We will use the IT Salary Survey for EU region(2018-2020) dataset

data = pd.read_csv("./Data/IT Salary Survey EU  2020.csv")

# get first five rows
data.head()

# get the last five columns
data.tail()

data.shape

This will return the number of rows by the number of columns for my dataset. The putput is (1253, 23) meaning our dataset has 1253 rows and 23 columns

data.describe()

It summarizes the count, mean, standard deviation, min, and max for numeric variables.

# get the name of all the columns in our dataset
data.columns

# check for unique values
data.nunique()

# check unique value for specific values
data['Seniority'].unique()

2. Cleaning the data

Before you start exploring your data, it's essential to clean and preprocess the data. Data cleaning involves identifying and correcting errors and inconsistencies in the data, such as missing values, duplicate records and incorrect data types.
By doing so, we can ensure that our analysis is based on high-quality data and that any insights or conclusions drawn from the data are accurate and reliable.

Renaming columns
First, we rename our columns with shorter, more relevant names.

data.columns = ["Year", "Age", "Gender","City","Position","Experience","German_Experience","Seniority","Main_language","Other_Language","Yearly_salary","Yearly_bonus","Last_year_salary","Last_year_bonus","Vacation_days","Employment_status","Сontract_duration","Language","Company_size","Company_type","Job_loss_COVID","Kurzarbeit","Monetary_Support"]

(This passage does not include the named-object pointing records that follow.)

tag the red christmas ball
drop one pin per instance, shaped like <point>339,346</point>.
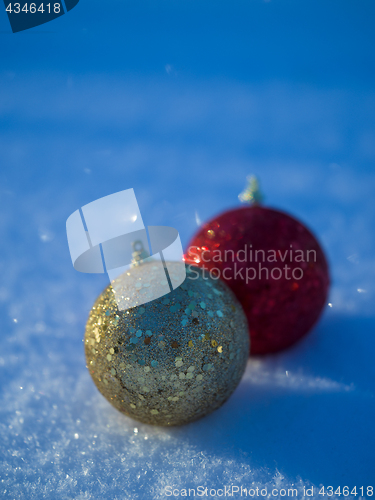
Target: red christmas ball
<point>273,264</point>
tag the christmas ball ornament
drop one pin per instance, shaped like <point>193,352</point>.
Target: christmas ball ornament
<point>169,361</point>
<point>273,264</point>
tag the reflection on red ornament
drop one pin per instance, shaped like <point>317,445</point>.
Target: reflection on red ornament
<point>273,264</point>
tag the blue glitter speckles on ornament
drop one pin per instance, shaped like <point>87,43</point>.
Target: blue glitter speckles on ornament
<point>171,360</point>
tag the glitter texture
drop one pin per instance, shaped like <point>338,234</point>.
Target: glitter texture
<point>281,310</point>
<point>176,374</point>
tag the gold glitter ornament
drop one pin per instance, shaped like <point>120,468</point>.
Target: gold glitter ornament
<point>172,360</point>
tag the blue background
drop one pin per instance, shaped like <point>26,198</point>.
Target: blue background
<point>181,100</point>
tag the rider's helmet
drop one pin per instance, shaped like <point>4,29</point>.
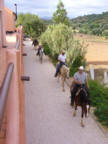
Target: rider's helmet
<point>63,52</point>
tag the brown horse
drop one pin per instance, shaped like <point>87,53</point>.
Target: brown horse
<point>64,73</point>
<point>81,100</point>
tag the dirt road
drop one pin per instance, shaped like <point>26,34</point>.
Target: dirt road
<point>49,117</point>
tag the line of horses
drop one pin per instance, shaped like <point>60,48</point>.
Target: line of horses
<point>80,95</point>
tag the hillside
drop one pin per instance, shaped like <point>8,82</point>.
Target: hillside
<point>96,24</point>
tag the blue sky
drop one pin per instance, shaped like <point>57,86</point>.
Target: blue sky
<point>45,8</point>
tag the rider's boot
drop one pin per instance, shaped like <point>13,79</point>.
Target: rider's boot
<point>55,74</point>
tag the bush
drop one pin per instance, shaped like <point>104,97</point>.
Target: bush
<point>105,33</point>
<point>99,99</point>
<point>58,37</point>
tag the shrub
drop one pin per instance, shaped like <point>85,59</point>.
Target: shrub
<point>105,33</point>
<point>60,37</point>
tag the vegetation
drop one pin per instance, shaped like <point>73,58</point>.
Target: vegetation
<point>32,24</point>
<point>60,16</point>
<point>59,37</point>
<point>96,24</point>
<point>99,99</point>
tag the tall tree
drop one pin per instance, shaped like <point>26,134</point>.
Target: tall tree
<point>60,16</point>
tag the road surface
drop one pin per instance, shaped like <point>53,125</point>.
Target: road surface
<point>49,117</point>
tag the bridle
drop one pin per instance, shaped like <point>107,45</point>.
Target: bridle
<point>80,89</point>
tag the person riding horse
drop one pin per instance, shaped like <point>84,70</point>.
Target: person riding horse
<point>62,61</point>
<point>35,43</point>
<point>39,49</point>
<point>80,80</point>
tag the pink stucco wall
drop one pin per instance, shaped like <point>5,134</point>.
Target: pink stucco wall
<point>9,20</point>
<point>2,24</point>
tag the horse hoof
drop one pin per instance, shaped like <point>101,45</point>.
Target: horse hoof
<point>74,114</point>
<point>82,125</point>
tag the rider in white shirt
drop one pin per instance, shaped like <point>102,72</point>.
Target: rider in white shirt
<point>62,61</point>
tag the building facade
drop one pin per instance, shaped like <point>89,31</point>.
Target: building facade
<point>10,20</point>
<point>2,24</point>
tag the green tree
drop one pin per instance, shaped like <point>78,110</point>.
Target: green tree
<point>60,16</point>
<point>32,24</point>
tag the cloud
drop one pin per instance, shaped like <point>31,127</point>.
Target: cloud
<point>45,8</point>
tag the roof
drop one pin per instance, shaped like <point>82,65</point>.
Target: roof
<point>9,10</point>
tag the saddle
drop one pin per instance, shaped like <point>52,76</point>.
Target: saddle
<point>81,88</point>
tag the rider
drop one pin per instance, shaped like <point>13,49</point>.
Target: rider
<point>62,61</point>
<point>80,79</point>
<point>35,42</point>
<point>40,48</point>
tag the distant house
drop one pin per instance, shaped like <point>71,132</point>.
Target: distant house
<point>10,20</point>
<point>2,24</point>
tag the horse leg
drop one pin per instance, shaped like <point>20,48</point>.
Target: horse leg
<point>75,112</point>
<point>63,84</point>
<point>58,78</point>
<point>82,117</point>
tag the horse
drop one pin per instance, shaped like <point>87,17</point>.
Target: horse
<point>41,55</point>
<point>81,100</point>
<point>64,73</point>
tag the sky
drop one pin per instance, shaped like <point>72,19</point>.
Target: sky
<point>45,8</point>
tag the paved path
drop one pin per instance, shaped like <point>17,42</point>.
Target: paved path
<point>49,117</point>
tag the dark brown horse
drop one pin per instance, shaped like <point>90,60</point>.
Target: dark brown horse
<point>81,100</point>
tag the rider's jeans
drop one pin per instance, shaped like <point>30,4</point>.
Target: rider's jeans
<point>75,89</point>
<point>59,66</point>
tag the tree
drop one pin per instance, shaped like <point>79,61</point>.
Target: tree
<point>32,24</point>
<point>60,16</point>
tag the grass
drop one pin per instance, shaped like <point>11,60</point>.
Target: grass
<point>99,99</point>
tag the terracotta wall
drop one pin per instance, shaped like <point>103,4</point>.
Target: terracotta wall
<point>9,20</point>
<point>2,24</point>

Remove any columns we might don't need

data.drop([
        'German_Experience', # analysis focuses on only German
        'Last_year_salary', # analysis covers only 2020 
        'Last_year_bonus',  # analysis covers only 2020 
        'Job_loss_COVID', # analysis isn't related to covid
        'Kurzarbeit', # analysis isn't related to covid
        'Monetary_Support', # analysis isn't related to covid
        ], axis=1, inplace=True)

Dealing with missing and duplicate values

Duplicates are records that are identical in all variables. Duplicates and missing values can affect the statistical analysis and visualization. One approach to handling this is to remove them from the dataset.

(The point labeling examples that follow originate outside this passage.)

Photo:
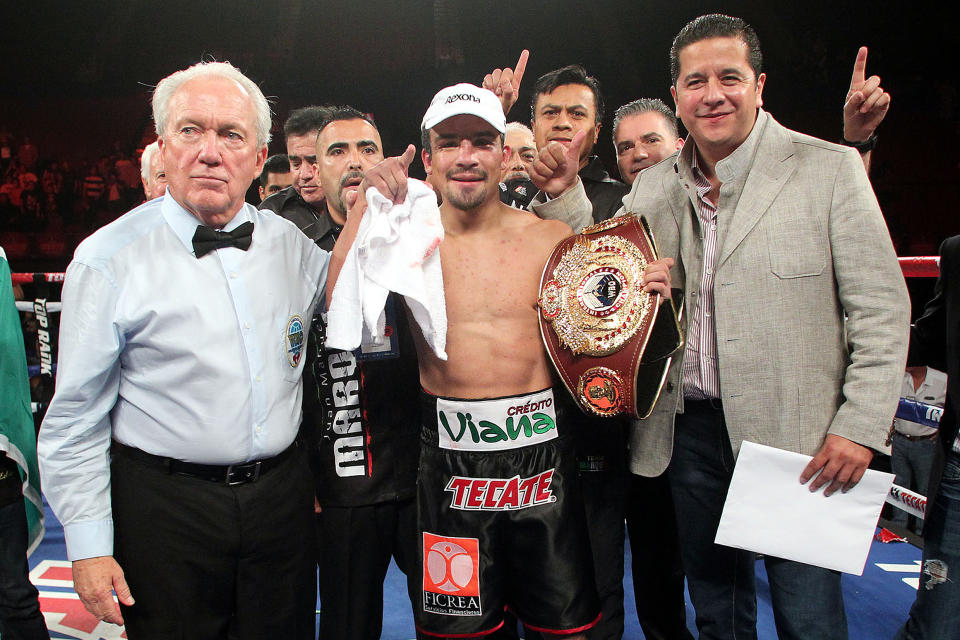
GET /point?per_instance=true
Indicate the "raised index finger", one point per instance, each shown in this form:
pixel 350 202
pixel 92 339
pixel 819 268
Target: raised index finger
pixel 407 157
pixel 859 70
pixel 520 68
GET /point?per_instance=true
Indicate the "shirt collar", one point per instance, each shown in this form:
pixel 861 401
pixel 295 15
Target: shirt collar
pixel 735 166
pixel 184 224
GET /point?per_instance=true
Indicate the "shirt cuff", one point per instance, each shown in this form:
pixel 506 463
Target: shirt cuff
pixel 89 539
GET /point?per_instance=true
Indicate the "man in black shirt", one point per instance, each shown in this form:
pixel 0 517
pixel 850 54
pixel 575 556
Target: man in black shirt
pixel 361 414
pixel 302 202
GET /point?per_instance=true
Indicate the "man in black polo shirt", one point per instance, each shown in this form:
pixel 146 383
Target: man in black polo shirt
pixel 302 202
pixel 361 413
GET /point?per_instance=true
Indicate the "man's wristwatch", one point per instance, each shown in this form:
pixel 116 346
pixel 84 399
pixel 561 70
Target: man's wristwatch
pixel 862 147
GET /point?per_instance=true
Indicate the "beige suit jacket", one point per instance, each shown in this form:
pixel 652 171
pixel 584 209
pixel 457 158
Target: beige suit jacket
pixel 806 246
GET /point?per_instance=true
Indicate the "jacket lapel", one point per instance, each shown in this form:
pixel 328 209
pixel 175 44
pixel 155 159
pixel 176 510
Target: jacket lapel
pixel 772 166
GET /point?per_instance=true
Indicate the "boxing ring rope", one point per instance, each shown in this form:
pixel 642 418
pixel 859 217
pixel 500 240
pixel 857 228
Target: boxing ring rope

# check for missing values
data.isna().sum()

# Drop missing and duplicate values
data=data.dropna(subset=['Age','Gender','Position','Experience','Seniority','Main_language', 'Сontract_duration', 'Yearly_bonus']) 
data=data.drop_duplicates()

We can use data.isna().sum() to confirm if there are any missing values left

Handling data type issues

Data type issues can arise from errors in data collection or data entry. For example, a variable may be stored as a string instead of a numerical value. One approach to handling data type issues is to convert the variable to the appropriate data type. In our case, we will convert datetime to date

#  changing datetime to date
data['Year'] = pd.to_datetime(data['Year']).dt.year

3. Analyzing relationships between variables

Correlation Matrix
The correlation is a measurement that describes the relationship between two variables. Therefore, a correlation matrix is a table that shows the correlation coefficients between many variables.

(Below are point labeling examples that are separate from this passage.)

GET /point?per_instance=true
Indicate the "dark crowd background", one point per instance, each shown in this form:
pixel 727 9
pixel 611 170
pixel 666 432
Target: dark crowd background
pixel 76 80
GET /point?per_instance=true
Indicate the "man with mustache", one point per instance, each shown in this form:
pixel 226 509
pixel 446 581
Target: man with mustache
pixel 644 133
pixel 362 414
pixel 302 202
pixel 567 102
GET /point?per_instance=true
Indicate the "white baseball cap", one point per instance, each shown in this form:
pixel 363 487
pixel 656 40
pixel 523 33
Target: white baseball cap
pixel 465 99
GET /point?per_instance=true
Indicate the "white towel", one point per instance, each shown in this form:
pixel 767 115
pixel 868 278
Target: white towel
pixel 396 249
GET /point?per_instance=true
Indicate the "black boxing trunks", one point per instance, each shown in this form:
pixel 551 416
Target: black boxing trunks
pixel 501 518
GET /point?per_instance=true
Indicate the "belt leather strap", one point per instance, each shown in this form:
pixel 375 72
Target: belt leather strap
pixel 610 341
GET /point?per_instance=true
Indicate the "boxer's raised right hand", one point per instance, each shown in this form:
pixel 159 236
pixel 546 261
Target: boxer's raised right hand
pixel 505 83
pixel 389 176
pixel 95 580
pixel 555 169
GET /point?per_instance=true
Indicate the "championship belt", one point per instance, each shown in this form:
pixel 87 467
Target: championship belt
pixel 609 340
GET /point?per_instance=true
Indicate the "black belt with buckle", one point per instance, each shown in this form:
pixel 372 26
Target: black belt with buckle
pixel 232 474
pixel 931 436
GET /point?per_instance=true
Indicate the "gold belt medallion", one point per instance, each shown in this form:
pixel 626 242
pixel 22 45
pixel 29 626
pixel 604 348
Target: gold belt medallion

# calculate correlation matrix
corelation = data.corr()

we will use sns.heatmap() to plot a correlation matrix of all of the variables in our dataset.

# plot the heatmap
sns.heatmap(corelation,xticklabels=corelation.columns,yticklabels=corelation.columns, annot=True)

Countplot

A countplot is a type of visualization in which the frequency of categorical data is plotted.
It is a bar plot where the bars represent the number (or count) of occurrences of each category in a categorical variable.
Countplots are a useful tool for exploring the distribution of categorical data and identifying patterns or trends.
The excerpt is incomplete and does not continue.